Harvey v. Fearless Farris Wholesale, Inc.

Citation589 F.2d 451
Decision Date10 January 1979
Docket NumberU-S,No. 77-2442,77-2442
Parties1979-1 Trade Cases 62,465, 25 UCC Rep.Serv. 993 Clyde E. HARVEY and Neil J. Nielsen, co-partners doing business under the name oferve Gas Company, Plaintiffs-Appellants, v. FEARLESS FARRIS WHOLESALE, INC., Fearless Farris Service Stations, Inc., Fearless Farris, Southern, Inc., Fearless Farris, Western, Inc., Fearless Farris of Burley, Inc., and Fearless Farris of Twin Falls, Inc., all being Idaho Corporations, Defendants-Appellees.
CourtUnited States Courts of Appeals. United States Court of Appeals (9th Circuit)

Herbert W. Rettig (argued) of Rettig, Rosenberrg & Roberts, Caldwell, Idaho, for plaintiffs-appellants.

Ronald G. Carter (argued) of Carter, Gines & Rice, Boise, Idaho, for defendants-appellees.

Appeal from the United States District Court for the District of Idaho.

Before VAN DUSEN, * WRIGHT and GOODWIN, Circuit Judges.

VAN DUSEN, Circuit Judge.

This dispute arose during a nationwide gasoline shortage in 1973. The appeal from summary judgment in favor of defendants raises these questions:

A. Does the evidence show a conspiracy in restraint of trade, in violation of 15 U.S.C. § 1, on the part of corporations, all of which were wholly owned and controlled by a single person?

B. Did an enforceable oral contract of sale exist between the parties, so as to require the seller to allocate a portion of its supplies to the buyer during the period of shortage?

C. Was summary judgment improper on this record?

The district court answered these questions in the negative. 1

I. HISTORY OF THE CASE

In 1972-73, Clyde E. Harvey and Neil J. Nielsen, plaintiffs-appellants in this case, were partners in retail gasoline service stations, doing business as U-Serve Gas Company ("U-Serve"). Defendant-appellee Fearless Farris Wholesale, Inc. ("Wholesale") was a wholesaler of petroleum products and is wholly owned by Farris C. Lind. The other five named corporate defendants-appellees were retail gasoline service station companies ("Retail Companies"), also wholly owned by Lind.

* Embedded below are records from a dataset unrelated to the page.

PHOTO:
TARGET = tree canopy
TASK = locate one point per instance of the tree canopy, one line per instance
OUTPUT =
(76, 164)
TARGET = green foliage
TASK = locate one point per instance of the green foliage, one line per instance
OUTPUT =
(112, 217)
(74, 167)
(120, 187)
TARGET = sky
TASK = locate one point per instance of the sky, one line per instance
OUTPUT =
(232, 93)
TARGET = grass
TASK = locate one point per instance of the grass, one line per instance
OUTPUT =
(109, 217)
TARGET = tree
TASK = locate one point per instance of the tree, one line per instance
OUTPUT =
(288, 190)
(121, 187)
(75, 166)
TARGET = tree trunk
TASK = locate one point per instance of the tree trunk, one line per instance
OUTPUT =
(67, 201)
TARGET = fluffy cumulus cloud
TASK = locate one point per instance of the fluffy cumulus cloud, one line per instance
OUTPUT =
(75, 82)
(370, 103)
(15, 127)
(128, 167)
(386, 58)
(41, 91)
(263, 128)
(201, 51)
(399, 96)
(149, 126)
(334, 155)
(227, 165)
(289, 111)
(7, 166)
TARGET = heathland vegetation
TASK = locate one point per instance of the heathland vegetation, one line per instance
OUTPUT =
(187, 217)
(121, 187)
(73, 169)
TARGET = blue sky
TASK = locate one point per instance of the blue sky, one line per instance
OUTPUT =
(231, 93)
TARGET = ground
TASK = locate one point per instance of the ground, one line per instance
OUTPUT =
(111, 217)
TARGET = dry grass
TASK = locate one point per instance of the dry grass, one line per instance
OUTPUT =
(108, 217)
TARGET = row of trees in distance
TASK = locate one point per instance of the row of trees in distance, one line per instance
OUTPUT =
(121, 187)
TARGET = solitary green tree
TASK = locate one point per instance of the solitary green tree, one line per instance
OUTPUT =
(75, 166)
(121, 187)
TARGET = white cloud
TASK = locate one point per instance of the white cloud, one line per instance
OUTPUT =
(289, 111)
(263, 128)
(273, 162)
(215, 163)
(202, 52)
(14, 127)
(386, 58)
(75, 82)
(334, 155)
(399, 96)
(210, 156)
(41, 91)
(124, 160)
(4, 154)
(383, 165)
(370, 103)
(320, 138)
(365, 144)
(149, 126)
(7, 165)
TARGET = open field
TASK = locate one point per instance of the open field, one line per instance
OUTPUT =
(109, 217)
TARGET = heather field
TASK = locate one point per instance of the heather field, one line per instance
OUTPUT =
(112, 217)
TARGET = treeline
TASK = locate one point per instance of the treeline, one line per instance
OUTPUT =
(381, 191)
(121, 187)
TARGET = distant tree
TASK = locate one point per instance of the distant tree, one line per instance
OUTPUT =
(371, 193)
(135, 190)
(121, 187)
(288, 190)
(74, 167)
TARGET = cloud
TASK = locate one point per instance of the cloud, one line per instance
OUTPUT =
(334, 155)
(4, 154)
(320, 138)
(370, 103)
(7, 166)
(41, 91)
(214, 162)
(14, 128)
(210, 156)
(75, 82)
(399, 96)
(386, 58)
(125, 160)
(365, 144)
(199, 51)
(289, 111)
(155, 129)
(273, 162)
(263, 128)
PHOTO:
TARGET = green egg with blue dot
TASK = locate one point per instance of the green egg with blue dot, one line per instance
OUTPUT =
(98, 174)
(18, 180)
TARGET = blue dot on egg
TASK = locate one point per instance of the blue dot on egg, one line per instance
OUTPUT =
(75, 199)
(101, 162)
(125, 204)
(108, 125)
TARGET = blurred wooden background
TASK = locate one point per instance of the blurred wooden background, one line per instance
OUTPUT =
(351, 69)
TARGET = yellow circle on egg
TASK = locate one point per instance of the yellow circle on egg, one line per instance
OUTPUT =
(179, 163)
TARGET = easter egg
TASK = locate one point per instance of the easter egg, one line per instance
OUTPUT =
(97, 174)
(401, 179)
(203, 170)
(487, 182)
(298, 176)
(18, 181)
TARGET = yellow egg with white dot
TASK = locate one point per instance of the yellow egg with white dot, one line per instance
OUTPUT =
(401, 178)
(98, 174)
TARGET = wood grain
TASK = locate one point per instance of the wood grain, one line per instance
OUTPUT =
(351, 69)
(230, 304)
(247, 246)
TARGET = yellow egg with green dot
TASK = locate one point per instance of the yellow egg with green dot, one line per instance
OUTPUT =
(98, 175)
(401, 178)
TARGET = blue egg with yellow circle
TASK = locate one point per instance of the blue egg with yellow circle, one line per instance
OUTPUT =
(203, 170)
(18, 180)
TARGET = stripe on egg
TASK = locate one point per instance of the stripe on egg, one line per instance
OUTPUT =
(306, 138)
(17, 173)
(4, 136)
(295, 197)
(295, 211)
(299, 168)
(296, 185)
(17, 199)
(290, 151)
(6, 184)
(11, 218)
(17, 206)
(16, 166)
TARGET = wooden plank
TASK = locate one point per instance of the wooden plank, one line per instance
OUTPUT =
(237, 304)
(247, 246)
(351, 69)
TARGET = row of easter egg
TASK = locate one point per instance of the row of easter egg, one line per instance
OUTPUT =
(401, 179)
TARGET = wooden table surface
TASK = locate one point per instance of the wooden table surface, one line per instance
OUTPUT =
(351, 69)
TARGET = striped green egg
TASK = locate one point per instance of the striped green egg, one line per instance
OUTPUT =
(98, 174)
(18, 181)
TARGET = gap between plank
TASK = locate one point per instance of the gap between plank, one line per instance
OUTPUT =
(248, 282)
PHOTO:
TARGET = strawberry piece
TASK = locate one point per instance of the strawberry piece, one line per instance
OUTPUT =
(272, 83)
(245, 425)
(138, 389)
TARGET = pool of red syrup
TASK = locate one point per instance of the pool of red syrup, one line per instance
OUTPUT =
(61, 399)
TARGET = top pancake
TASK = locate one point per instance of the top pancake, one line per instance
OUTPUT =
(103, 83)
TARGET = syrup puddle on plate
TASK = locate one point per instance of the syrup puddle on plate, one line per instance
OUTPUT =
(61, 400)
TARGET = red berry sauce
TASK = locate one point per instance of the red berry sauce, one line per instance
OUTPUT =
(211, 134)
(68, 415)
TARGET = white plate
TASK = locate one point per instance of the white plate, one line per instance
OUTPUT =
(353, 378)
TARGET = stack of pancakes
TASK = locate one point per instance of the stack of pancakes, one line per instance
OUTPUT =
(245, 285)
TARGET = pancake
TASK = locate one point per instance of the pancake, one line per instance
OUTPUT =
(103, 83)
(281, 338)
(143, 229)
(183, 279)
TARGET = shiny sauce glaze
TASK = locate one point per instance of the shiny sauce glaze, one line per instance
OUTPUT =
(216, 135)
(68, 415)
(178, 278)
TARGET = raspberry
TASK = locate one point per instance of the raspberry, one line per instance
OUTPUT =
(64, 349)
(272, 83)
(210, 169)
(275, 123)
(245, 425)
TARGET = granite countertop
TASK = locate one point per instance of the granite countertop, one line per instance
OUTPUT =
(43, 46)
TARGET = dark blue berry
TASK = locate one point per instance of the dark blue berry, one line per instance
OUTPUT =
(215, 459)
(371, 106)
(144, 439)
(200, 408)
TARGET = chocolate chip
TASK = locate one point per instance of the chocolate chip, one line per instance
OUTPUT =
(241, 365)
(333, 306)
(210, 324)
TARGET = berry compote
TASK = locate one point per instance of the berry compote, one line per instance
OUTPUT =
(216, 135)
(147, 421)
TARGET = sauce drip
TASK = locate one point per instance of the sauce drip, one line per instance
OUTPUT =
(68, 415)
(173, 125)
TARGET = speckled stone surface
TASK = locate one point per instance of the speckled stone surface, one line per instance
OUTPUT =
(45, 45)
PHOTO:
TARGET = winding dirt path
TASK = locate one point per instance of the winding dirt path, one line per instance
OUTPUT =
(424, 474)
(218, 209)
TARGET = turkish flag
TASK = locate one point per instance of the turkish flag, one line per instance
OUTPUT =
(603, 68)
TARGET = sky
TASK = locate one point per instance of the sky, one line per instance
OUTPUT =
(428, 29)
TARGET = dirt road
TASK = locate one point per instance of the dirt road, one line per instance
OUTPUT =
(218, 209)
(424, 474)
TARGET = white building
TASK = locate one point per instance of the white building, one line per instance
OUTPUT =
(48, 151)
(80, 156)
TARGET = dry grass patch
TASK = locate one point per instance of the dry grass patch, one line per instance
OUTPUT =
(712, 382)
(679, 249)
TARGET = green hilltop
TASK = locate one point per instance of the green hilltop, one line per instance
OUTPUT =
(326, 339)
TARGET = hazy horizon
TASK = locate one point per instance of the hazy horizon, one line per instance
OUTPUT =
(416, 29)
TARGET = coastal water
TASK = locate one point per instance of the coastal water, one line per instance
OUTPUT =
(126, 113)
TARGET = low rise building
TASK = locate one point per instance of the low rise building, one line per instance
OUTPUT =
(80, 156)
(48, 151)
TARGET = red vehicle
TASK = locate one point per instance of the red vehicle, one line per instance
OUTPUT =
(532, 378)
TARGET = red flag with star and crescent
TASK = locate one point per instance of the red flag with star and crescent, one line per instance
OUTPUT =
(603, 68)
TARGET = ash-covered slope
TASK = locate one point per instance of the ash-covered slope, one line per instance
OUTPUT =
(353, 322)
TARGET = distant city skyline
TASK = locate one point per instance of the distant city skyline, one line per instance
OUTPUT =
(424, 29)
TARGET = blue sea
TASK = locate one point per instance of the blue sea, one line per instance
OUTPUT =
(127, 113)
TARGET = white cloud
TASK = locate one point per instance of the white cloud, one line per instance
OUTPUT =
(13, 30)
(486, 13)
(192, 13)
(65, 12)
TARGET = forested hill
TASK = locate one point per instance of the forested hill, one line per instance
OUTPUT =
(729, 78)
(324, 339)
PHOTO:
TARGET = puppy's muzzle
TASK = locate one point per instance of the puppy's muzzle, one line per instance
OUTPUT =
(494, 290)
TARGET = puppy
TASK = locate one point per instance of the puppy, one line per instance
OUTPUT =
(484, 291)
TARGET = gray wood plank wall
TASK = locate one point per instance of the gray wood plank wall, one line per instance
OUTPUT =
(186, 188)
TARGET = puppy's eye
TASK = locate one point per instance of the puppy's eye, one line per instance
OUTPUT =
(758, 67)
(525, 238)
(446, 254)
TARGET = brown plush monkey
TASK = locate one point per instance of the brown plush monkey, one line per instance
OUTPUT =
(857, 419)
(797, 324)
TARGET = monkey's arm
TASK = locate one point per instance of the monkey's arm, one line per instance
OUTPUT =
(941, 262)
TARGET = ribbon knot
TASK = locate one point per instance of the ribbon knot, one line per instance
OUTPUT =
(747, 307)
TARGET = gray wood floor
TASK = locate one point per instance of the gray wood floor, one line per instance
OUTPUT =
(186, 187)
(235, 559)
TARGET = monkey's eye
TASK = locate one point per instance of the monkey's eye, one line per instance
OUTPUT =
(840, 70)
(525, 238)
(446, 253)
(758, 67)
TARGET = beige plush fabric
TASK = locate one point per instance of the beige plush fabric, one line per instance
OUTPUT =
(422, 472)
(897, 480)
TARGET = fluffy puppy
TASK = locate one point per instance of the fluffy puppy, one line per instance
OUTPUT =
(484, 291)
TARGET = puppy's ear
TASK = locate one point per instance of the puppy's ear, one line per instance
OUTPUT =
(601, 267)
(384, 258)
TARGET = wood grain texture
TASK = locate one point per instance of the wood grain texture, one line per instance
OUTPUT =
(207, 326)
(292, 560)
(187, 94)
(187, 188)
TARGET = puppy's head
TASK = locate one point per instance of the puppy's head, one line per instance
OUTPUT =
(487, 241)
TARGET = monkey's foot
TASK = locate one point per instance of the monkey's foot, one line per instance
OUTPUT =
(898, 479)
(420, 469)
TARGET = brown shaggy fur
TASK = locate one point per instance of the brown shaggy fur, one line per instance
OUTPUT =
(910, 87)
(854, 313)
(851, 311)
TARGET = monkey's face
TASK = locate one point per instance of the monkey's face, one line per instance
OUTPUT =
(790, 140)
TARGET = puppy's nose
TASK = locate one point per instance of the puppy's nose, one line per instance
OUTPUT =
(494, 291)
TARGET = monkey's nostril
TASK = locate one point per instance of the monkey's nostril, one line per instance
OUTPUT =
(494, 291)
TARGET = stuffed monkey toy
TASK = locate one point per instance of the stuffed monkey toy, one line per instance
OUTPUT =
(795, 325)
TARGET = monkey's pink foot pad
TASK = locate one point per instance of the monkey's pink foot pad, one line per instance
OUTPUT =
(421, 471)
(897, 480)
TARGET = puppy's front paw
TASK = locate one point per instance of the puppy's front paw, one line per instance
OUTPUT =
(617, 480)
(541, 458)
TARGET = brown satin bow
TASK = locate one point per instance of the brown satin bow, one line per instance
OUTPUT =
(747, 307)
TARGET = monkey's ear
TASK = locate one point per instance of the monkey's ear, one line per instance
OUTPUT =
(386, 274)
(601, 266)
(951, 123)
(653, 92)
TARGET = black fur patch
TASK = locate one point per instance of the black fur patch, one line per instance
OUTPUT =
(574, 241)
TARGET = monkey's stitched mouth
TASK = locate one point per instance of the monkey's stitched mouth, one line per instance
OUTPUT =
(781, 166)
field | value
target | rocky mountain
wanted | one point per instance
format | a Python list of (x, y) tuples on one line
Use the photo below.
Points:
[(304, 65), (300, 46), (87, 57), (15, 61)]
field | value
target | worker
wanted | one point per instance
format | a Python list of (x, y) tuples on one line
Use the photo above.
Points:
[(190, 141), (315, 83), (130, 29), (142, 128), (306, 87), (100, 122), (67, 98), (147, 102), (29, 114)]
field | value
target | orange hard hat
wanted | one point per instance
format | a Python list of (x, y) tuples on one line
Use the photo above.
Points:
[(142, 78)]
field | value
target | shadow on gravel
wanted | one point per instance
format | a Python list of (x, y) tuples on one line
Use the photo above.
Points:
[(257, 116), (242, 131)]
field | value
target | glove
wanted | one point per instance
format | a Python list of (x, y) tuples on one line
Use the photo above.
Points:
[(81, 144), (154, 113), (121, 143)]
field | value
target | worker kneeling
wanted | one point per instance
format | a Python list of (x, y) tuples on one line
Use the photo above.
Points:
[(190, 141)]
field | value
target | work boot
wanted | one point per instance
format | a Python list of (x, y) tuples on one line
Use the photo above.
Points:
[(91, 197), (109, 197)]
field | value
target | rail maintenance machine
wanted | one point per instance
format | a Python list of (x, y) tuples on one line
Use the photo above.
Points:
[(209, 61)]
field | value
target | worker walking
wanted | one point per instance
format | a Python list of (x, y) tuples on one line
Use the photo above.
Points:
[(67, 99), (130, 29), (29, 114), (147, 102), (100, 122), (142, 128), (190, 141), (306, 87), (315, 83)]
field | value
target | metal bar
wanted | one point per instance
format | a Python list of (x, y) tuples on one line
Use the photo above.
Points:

Wholesale formerly sold its products both to the Retail Companies and to unaffiliated retailers, including U-Serve. Then the fuel shortage of 1973 set in. Beginning in January 1973, Wholesale reduced deliveries to U-Serve; later in that year Wholesale completely cut off U-Serve and six other retail customers, which included J. C. Penney Co., the Seven-Eleven chain, and Circle K. In February 1974, under the federal government's mandatory allocation program, deliveries were partially restored.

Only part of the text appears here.